During the course of liver cirrhosis, severe renal complications frequently occur. However, the pathogenesis of renal dysfunction in liver cirrhosis has not been completely understood. In this study, we investigated the association between renal function and expressions of renal heat shock proteins (HSPs) in biliary cirrhotic rats. Following bile duct ligation (BDL), renal function and expressions of HSPs were compared in control and BDL cirrhotic rats. Serum BUN and creatinine levels were significantly higher in cirrhotic rats compared with control rats at 4 weeks post-BDL operation. Renal expressions of HSP72 and HSP25 were decreased with progression of liver cirrhosis in BDL rats by Western blotting. Immunohistochemistry revealed that expression of renal HSP72 was suppressed in tubular epithelial cells, and expression of renal HSP25 was suppressed not only in tubular epithelial cells but also in blood vessels in rats with liver cirrhosis. Renal expressions of HSP90 and HSP60 did not differ between control and BDL rats. Renal function was impaired in biliary cirrhotic rats with decreased expressions of renal HSP72 and HSP25. These findings suggest that decreased expressions of renal HSP72 and HSP25 may be a part of the pathogenesis of renal dysfunction in liver cirrhosis.
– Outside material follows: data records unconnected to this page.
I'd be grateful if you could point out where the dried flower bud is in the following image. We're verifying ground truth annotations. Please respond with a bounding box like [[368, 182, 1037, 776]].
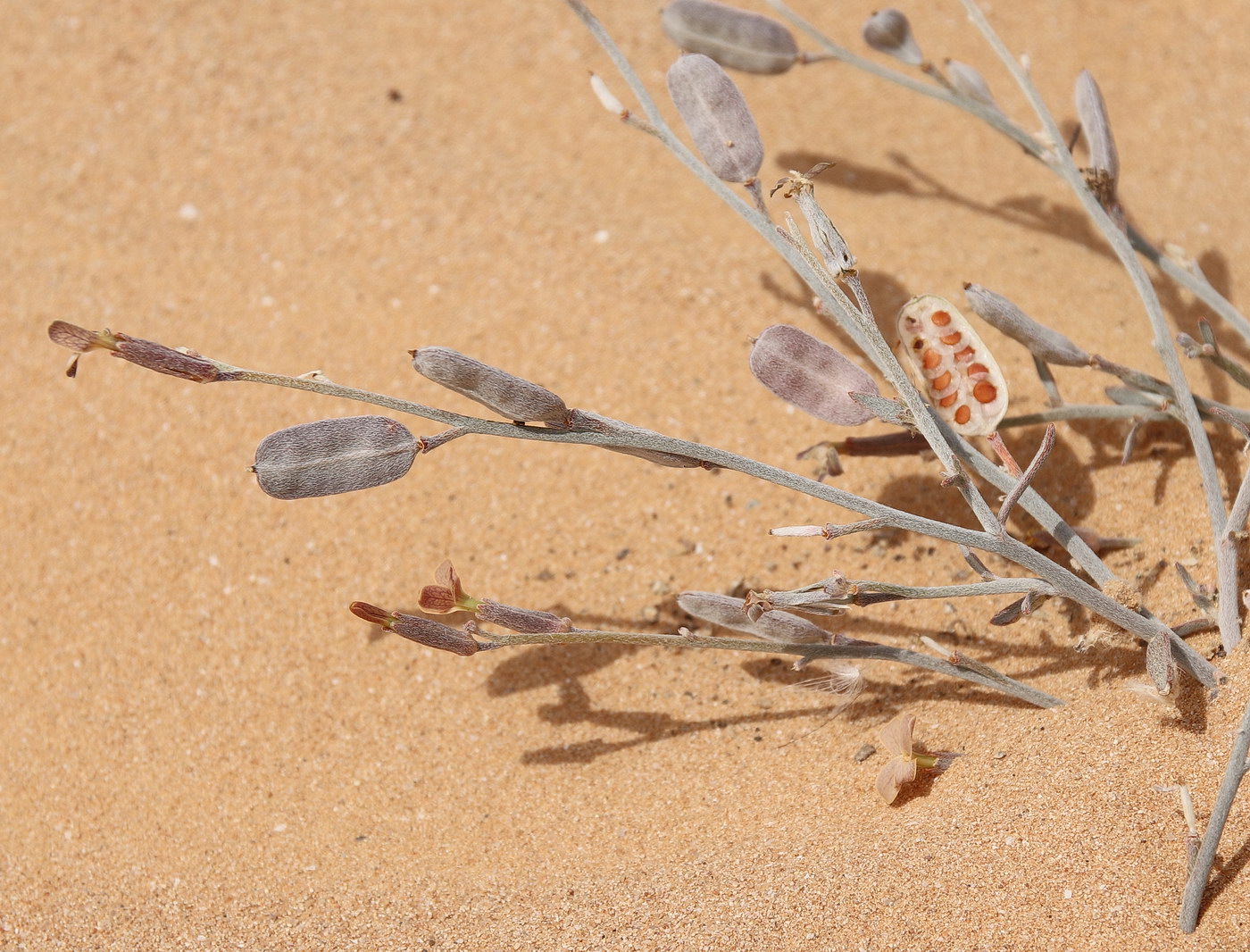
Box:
[[351, 602, 481, 656], [409, 347, 569, 428], [946, 60, 1003, 113], [963, 284, 1090, 366], [113, 334, 220, 384], [668, 53, 763, 181], [251, 416, 418, 499], [862, 7, 925, 66], [347, 602, 395, 628], [660, 0, 799, 74], [751, 324, 880, 427], [899, 294, 1007, 437], [388, 612, 481, 656], [478, 598, 572, 634], [678, 592, 829, 644]]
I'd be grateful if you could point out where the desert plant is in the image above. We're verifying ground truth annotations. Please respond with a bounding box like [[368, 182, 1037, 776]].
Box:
[[49, 0, 1250, 930]]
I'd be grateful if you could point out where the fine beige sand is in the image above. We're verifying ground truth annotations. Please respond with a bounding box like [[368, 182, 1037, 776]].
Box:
[[7, 0, 1250, 952]]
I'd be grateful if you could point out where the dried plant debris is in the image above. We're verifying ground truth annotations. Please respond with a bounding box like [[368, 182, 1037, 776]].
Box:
[[876, 713, 938, 803], [751, 324, 880, 427], [409, 347, 569, 428], [660, 0, 799, 74], [678, 592, 829, 644], [251, 416, 419, 499], [668, 53, 763, 181], [897, 294, 1007, 437]]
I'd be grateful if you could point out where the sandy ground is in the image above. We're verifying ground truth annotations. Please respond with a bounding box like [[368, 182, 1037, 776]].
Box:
[[7, 0, 1250, 951]]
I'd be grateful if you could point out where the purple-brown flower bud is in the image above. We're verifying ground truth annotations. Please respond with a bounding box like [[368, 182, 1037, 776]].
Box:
[[390, 613, 481, 656], [478, 598, 572, 634]]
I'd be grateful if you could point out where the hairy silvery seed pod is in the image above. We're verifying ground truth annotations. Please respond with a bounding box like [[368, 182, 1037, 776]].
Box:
[[409, 347, 569, 428], [963, 284, 1090, 366], [946, 60, 1003, 113], [862, 7, 925, 66], [751, 324, 880, 427], [660, 0, 799, 72], [251, 416, 418, 499], [678, 592, 829, 644], [669, 53, 763, 181], [1076, 70, 1120, 183], [899, 294, 1007, 437]]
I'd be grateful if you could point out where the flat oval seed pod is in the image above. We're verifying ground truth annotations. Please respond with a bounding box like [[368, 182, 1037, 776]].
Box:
[[251, 416, 418, 499], [668, 53, 763, 181], [660, 0, 799, 74], [678, 592, 829, 644], [410, 347, 569, 428], [899, 294, 1007, 437], [963, 284, 1091, 366], [751, 324, 880, 427]]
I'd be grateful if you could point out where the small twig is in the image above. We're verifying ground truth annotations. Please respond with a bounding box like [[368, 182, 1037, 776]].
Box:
[[481, 630, 1063, 708], [999, 422, 1055, 525], [1180, 705, 1250, 933]]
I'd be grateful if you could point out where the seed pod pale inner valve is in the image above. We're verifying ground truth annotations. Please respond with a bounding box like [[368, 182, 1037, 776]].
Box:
[[899, 294, 1007, 437]]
机译:在肝硬化过程中,经常发生严重的肾脏并发症。但是,肝硬化中肾功能不全的发病机理尚未完全了解。在这项研究中,我们调查了胆汁性肝硬化大鼠肾功能与肾热休克蛋白(HSPs)表达之间的关系。胆管结扎(BDL)后,比较对照组和BDL肝硬化大鼠的肾功能和HSPs表达。 BDL术后4周,肝硬化大鼠的血清BUN和肌酐水平明显高于对照组。 Western Blotting法检测BDL大鼠肝组织中HSP72和HSP25的肾表达降低。免疫组织化学显示,肝硬化大鼠肾小管上皮细胞中肾HSP72的表达受到抑制,不仅肾小管上皮细胞中肾HSP25的表达受到抑制,肝硬化大鼠血管中HSP25的表达也受到抑制。在对照和BDL大鼠之间,HSP90和HSP60的肾脏表达没有差异。胆汁性肝硬化大鼠肾脏功能受损,肾脏HSP72和HSP25表达降低。这些发现表明,肾HSP72和HSP25表达降低可能是肝硬化肾功能不全的发病机制的一部分。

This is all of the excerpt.